Best Practices to Prevent COVID-19 Illness in Staff and People With Serious Mental Illness and Developmental Disabilities in Congregate Living Settings is a research study aimed at developing, implementing, and evaluating a package of interventions specifically designed to reduce COVID-19 and other infectious-disease incidence, hospitalizations, and mortality among staff and adults with Serious Mental Illness and Intellectual and Developmental Disabilities in congregate-living settings.
Persons with Serious Mental Illness (SMI) and Intellectual Disabilities and Developmental
Disabilities (ID/DD) are disproportionately vulnerable to COVID-19 for three reasons: (1)
Medical vulnerability. Smoking, chronic obstructive pulmonary disease, cardiovascular
disease, and diabetes all increase COVID-19 mortality and are about 2-3 times more prevalent
among persons with SMI. People with ID/DD suffer higher rates of COVID-19 risk factors,
including pre-existing chronic conditions, heart defects, obesity, chronic respiratory
problems or lung disease, lower immune function, cancer, and diabetes. (2) Residential
vulnerability. The congregate care settings in which many people with SMI and ID/DD live
carry many of the same higher risks of COVID-19 transmission currently affecting
assisted-living settings and nursing homes across the nation. (3) Health behavior
vulnerability. Some people with SMI and ID/DD have cognitive, behavioral, and physical
challenges that heighten COVID-19 risk by hampering personal protective practices (PPP)
(i.e., hand hygiene, physical distancing, use of face masks). Moreover, the staff who work in
congregate care settings are often subject to high rates of exposure, have low socioeconomic
status, use public transportation, and lack personal protective equipment. This collection of
factors contributes to an extraordinarily high risk of COVID-19 morbidity, and mortality.
Despite payment reforms and mandated best practices for COVID-19 for congregate care by the
MA Department of Public Health, rates of coronavirus illness for residents with SMI and ID/DD
are 8 times higher (12%), and for staff 2 times higher (3.0%), compared to the general
population in the surrounding "hot spot" communities (1.5%) selected for this study. This
tragic health disparity confirms that key decision-makers lack the knowledge of how to
optimally tailor best practices for this highly vulnerable population and the staff who
provide their care to effectively reduce their high risk of COVID-19 and COVID-19 related
mortality.
The investigators' overall goal is to reduce COVID-19 and other infectious-disease incidence,
hospitalizations, and mortality among staff and adults with Serious Mental Illness (SMI) and
Intellectual and Developmental Disabilities (ID/DD) in congregate-living settings in
Massachusetts. The investigators address 2 comparative-effectiveness questions:
With the goal of prioritizing and resourcing actionable best practices: What is the
comparative effectiveness of different types and intensities of five basic preventive
interventions-screening, isolation, contact tracing, personal protective practices (PPP)

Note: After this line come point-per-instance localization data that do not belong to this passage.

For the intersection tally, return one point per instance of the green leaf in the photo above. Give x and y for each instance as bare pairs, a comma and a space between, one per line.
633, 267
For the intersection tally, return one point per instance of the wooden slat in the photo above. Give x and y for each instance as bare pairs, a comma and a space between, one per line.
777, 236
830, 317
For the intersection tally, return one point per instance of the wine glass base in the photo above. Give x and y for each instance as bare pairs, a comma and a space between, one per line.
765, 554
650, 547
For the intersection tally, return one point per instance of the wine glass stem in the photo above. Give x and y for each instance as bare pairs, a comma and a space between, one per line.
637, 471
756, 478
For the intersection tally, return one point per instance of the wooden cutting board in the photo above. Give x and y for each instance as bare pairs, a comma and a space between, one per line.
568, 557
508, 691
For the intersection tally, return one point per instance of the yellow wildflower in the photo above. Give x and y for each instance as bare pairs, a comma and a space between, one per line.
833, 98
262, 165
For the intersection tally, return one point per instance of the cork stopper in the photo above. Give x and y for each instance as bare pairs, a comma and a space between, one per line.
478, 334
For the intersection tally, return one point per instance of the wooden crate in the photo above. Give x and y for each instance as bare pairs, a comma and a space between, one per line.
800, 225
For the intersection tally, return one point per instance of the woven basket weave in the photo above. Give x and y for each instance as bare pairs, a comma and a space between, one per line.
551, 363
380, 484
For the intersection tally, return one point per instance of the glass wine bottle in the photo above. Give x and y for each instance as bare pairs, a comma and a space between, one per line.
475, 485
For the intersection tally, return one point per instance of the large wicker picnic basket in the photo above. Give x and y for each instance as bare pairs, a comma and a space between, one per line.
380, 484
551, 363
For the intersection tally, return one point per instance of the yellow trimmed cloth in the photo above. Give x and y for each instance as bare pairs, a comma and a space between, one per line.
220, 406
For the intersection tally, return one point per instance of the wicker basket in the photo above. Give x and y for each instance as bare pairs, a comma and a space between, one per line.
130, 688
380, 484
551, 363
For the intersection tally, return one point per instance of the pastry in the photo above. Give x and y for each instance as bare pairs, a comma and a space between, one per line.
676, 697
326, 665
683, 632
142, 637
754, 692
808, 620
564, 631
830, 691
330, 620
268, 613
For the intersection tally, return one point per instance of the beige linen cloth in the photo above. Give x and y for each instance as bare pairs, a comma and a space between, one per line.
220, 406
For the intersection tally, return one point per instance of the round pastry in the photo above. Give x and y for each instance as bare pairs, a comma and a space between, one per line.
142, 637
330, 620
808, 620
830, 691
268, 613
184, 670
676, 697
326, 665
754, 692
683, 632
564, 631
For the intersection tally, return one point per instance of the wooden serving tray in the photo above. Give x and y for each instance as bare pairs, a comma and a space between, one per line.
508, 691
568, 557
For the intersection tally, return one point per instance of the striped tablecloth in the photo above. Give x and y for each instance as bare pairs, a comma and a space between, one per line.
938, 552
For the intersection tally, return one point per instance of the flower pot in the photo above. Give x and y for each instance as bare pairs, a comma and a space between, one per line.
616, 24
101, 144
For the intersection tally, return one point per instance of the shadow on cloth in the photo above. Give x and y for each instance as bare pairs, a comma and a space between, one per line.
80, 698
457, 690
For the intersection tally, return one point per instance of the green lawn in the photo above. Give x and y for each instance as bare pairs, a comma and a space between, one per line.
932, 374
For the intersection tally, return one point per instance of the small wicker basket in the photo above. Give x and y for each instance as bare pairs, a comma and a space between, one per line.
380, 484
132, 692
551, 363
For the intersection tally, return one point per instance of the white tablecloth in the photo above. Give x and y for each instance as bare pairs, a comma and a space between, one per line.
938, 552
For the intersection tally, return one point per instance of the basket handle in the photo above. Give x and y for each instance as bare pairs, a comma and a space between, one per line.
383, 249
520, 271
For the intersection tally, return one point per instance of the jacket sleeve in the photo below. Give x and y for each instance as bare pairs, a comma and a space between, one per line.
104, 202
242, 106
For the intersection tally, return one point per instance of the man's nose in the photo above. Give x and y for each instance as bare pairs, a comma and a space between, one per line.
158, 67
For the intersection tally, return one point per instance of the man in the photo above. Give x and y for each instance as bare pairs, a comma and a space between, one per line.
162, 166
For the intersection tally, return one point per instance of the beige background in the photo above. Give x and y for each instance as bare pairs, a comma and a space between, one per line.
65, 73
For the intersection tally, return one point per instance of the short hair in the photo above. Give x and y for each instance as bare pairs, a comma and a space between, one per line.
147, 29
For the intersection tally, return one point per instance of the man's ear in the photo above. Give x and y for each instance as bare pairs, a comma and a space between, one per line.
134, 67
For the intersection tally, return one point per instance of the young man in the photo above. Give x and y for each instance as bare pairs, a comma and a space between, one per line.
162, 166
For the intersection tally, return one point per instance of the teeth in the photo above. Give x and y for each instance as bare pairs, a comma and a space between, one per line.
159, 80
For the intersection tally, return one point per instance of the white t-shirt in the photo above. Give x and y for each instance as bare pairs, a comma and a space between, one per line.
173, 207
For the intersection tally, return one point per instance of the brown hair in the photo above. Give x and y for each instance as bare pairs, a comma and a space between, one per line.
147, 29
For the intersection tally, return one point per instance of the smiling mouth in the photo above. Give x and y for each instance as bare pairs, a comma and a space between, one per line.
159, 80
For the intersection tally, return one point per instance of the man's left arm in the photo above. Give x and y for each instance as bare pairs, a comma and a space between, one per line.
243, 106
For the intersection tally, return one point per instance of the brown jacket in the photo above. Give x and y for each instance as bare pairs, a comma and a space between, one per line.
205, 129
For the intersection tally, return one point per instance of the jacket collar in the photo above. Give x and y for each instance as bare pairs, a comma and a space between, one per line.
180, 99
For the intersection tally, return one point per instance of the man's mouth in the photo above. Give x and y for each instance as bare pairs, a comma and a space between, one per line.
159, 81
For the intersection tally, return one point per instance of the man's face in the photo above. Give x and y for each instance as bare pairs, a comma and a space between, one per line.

(i.e., hand hygiene, physical distancing, use of face masks), and vaccination-in reducing
rates of COVID-19, hospitalizations, and mortality in staff and adult residents with SMI and
ID/DD in congregate care settings? Effectiveness Hypothesis: Of the 5 preventive
interventions, tailored screening, effective use of isolation, and increased vaccination
acceptance will be associated with the greatest reduction of staff and resident COVID-19
rates and related hospitalizations.
With the goal of effectively implementing best practices: What is the most effective
implementation strategy to reduce rates of COVID-19 in congregate care settings for persons
with SMI and ID/DD: (1) Tailored Best Practices (TBP) specifically adapted for staff and
residents with SMI and ID/DD in congregate living settings or (2) Generic Best-Practices
(GBP) consisting of state and federal standard guidelines for all congregate care settings?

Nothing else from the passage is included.